Bone marrow necrosis: literature review

Tamara C. S. Cabral; Carolina M. Fernandes; Luis Alberto C. Lage; Maria Claudia Zerbini; Juliana Pereira

Tamara C. S. Cabral; Carolina M. Fernandes; Luis Alberto C. Lage; Maria Claudia Zerbini; Juliana Pereira

Universidade de São Paulo (USP), São Paulo, Brazil

DOI: 10.5935/1676-2444.20160031

Corresponding author

Tamara Carvalho dos Santos Cabral
Rua Manoel Barreto, 324, apto 902; Graça
CEP: 40150-360; Salvador-BA, Brasil

First Submission on 9/16/2015

Last Submission on 1/29/2016
Accepted for publication on 3/23/2016
Published on 6/20/2016


INTRODUCTION: Bone marrow necrosis (BMN) is a rare pathologic entity that is commonly undiagnosed, and often associated with hematologic diseases.
METHODOLOGY: We conducted a literature review at PubMed using “bone marrow necrosis” as key words. Our search retrieved 25 articles written in English, and a further 65 case reports.
RESULTS AND DISCUSSION: BMN pathophysiology is not well understood, but appears to be associated with vascular injuries that lead to oxygen and nutrient deprivation. Destructive tumor necrosis factor alpha (TNF-α) activity is also likely involved in the development of endothelial and bone marrow sinusoidal lesions. Diagnoses of BMN are commonly indicated by anemia, thrombocytopenia, high levels of lactic dehydrogenase and alkaline phosphatase, and the identification of leukoerythroblastic reactions. Bone marrow (BM) aspirate and biopsy, and magnetic nuclear resonance imaging are the main diagnostic options. The only available treatments are those directed against the primary cause, with associated supportive care for what is ordinarily a rapidly lethal state.
CONCLUSION: The search for an underlying associated malignancy is important for the management of BMN.

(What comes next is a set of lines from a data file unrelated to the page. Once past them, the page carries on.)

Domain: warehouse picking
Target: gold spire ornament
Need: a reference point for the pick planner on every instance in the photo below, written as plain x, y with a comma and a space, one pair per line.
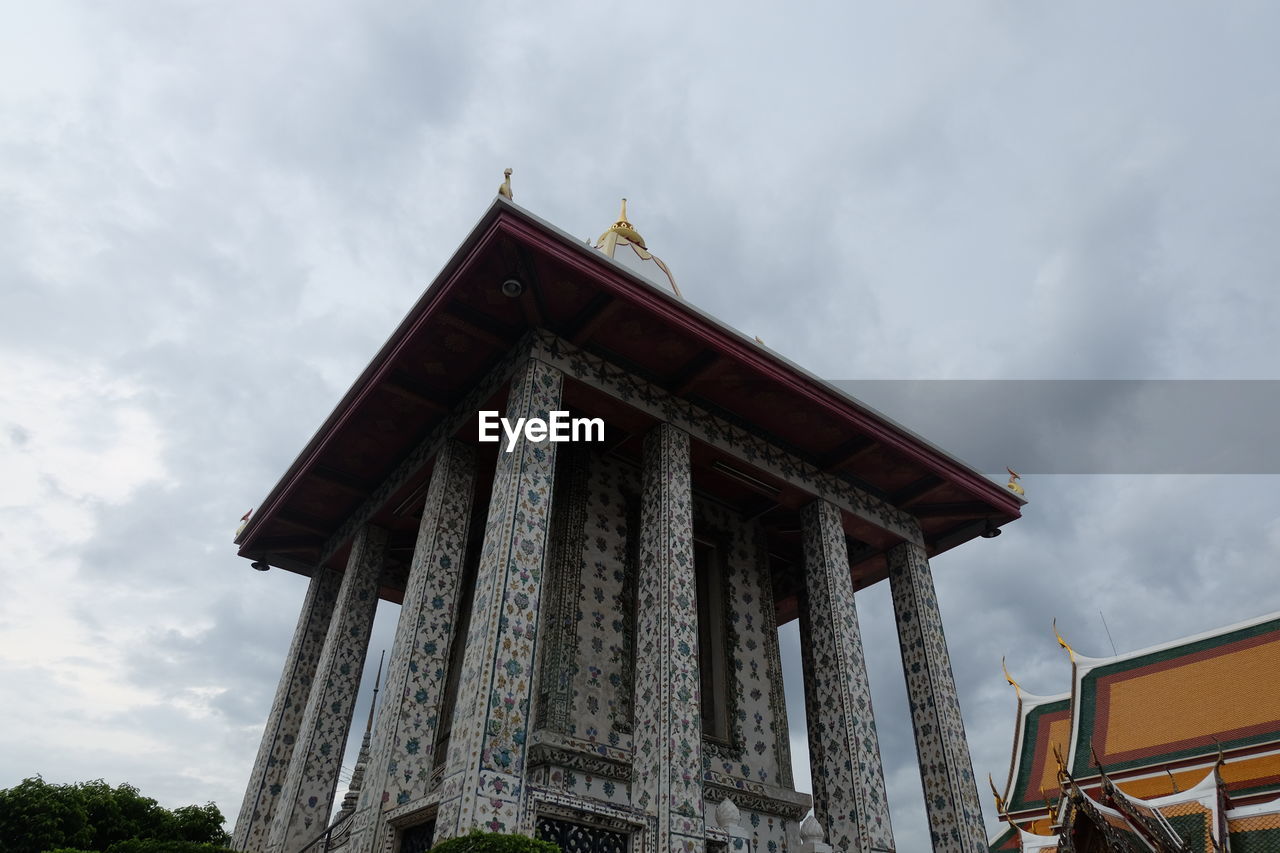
1064, 643
1000, 801
625, 228
1010, 679
622, 237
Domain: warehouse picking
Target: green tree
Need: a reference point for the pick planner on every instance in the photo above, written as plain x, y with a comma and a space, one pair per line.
37, 817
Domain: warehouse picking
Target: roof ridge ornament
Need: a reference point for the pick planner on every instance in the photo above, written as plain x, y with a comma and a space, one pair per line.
625, 228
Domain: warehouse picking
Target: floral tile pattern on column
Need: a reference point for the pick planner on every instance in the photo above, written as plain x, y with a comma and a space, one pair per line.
484, 776
266, 780
403, 746
848, 776
307, 796
946, 769
668, 763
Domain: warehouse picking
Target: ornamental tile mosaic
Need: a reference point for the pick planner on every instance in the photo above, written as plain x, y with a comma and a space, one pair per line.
716, 430
402, 752
604, 612
946, 769
668, 719
266, 780
758, 747
561, 607
484, 779
844, 749
306, 798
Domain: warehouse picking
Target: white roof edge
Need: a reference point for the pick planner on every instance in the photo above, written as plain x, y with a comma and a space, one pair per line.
1255, 810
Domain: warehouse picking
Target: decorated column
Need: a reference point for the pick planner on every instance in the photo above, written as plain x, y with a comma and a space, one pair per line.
946, 770
844, 752
668, 731
282, 724
403, 747
484, 781
306, 798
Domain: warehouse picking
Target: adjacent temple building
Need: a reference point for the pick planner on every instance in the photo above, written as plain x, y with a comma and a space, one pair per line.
586, 647
1174, 749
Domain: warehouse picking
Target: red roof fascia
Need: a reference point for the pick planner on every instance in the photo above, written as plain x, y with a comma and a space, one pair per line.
461, 263
731, 345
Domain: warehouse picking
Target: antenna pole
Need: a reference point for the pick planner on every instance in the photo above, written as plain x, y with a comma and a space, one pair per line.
1109, 633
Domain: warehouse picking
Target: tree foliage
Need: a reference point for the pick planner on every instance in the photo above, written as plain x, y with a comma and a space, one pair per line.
94, 817
480, 842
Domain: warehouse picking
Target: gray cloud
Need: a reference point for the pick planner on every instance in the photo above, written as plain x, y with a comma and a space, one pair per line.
214, 215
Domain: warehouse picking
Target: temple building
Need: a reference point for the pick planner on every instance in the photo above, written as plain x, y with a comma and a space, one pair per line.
1173, 748
586, 648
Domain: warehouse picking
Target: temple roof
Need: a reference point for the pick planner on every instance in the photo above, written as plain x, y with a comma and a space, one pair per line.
1178, 701
1180, 737
515, 273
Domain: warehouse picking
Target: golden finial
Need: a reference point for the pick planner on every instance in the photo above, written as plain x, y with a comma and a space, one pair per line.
1064, 643
1000, 801
1010, 678
625, 228
1063, 775
1048, 807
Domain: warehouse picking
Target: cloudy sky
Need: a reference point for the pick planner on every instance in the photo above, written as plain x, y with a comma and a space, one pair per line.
213, 214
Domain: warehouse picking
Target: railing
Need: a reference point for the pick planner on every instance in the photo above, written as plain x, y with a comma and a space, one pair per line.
334, 835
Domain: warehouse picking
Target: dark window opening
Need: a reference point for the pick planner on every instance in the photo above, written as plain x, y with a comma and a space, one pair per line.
712, 652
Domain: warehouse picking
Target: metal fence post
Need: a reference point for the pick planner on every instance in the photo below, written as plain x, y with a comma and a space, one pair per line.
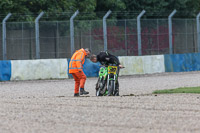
125, 38
105, 30
139, 32
72, 31
37, 35
4, 36
198, 32
170, 31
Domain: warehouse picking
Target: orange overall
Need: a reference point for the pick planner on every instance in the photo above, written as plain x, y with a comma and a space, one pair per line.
76, 69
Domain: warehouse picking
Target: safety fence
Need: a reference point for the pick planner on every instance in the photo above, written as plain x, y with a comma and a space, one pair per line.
58, 68
126, 37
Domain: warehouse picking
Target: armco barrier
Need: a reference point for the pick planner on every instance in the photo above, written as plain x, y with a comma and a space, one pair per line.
5, 70
39, 69
142, 64
182, 62
89, 68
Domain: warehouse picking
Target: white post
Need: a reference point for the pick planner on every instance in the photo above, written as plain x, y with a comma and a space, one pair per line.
170, 31
105, 30
37, 35
139, 32
198, 32
4, 36
72, 30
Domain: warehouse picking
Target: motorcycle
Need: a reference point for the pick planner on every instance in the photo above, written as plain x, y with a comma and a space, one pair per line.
106, 84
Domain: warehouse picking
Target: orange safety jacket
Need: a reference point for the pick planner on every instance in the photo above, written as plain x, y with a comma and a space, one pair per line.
77, 61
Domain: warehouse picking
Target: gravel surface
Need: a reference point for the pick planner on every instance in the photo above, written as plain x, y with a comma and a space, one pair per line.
48, 106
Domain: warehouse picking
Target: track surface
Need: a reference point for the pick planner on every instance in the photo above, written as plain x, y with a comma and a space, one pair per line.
49, 106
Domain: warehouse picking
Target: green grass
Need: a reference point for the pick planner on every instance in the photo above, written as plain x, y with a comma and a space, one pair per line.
179, 90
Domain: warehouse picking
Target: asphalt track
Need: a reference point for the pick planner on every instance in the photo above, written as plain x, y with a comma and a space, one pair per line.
48, 106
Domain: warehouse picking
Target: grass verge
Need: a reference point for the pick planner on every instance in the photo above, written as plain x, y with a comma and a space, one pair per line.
179, 90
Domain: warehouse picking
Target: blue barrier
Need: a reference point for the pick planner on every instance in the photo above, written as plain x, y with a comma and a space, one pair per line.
182, 62
5, 70
89, 68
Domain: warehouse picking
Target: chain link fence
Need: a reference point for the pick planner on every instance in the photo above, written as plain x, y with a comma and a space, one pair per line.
121, 37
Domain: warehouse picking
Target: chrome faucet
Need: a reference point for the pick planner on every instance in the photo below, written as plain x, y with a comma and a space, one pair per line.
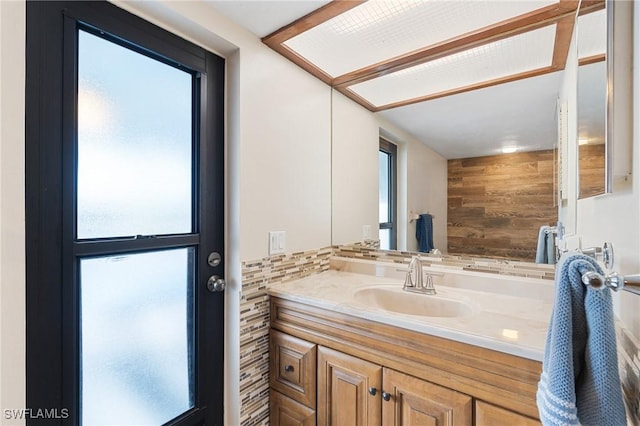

Keywords: bone marrow necrosis; tumor necrosis factor alpha; leucoerythroblastic; bone marrow aspirate; bone marrow biopsy.


INTRODUÇÃO: Necrose de medula óssea (NMO) é uma entidade rara, frequentemente não diagnosticada e mais comumente associada a doenças hematológicas.
METODOLOGIA: Realizou-se revisão da literatura na base de dados do PubMed, utilizando o termo “necrose de medula óssea”. Foram encontrados 25 artigos em inglês e 65 relatos de caso.
RESULTADOS E DISCUSSÃO: A fisiopatologia da NMO não é bem elucidada e parece estar associada a lesão vascular com consequente hipóxia celular por desbalanço na oferta de oxigênio e nutrientes. O fator de necrose tumoral alfa (TNF-α) provavelmente também está implicado na lesão endotelial e nos sinusoides da medula óssea. Sugere-se o diagnóstico pela presença de anemia, trombocitopenia, reação leucoeritroblástica, níveis elevados de desidrogenase lática e fosfatase alcalina. Aspirado e biópsia de medula óssea e ressonância nuclear magnética são os principais exames diagnósticos. As únicas possibilidades terapêuticas são tratamento da causa de base e medidas suportivas.
CONCLUSÃO: O ponto mais importante no manejo da NMO é a busca por condições neoplásicas associadas.

Palavras-chave: necrose de medula óssea; fator de necrose tumoral alfa; leucoeritroblástica; aspirado de medula óssea; biópsia de medula óssea.


Bone marrow necrosis (BMN) is a rare clinical entity commonly defined as necrosis of the myeloid tissues and stroma evident in a substantial (> 50%) area of the bone marrow (BM) parenchyma, without cortical bone involvement. Since its initial description by Wade and Stevenson in 1941, in a patient suffering from sickle-cell disease, BMN has been associated with a variety of medical conditions. An uncertain etiology only adds to the complexity of diagnosing BMN, which remains controversial, and is often only made post mortem(1-8).

Histological analyses of BMN cases show eosinophilic amorphous material with destruction of the normal BM architecture, together with fat-cell depletion(6, 8). Some authors advocate that the BMN should only be diagnosed if the necrotic zone involves at least half of the specimen(3-17). As peripheral blood draws usually indicate anemia, thrombocytopenia, and leukoerythroblastic pictures, the relevant differential diagnoses naturally encompass the causes of cytopenia such as aplastic anemia (AA), myelofibrosis, and avascular bone necrosis. Preservation of the BM architecture, with replacement of hematopoietic tissue with adipocytes, rules out a BMN diagnosis in cases of AA. In addition, unlike BMN histopathology, avascular bone necrosis is evident by damage to cortical tissue alone(4, 8, 9).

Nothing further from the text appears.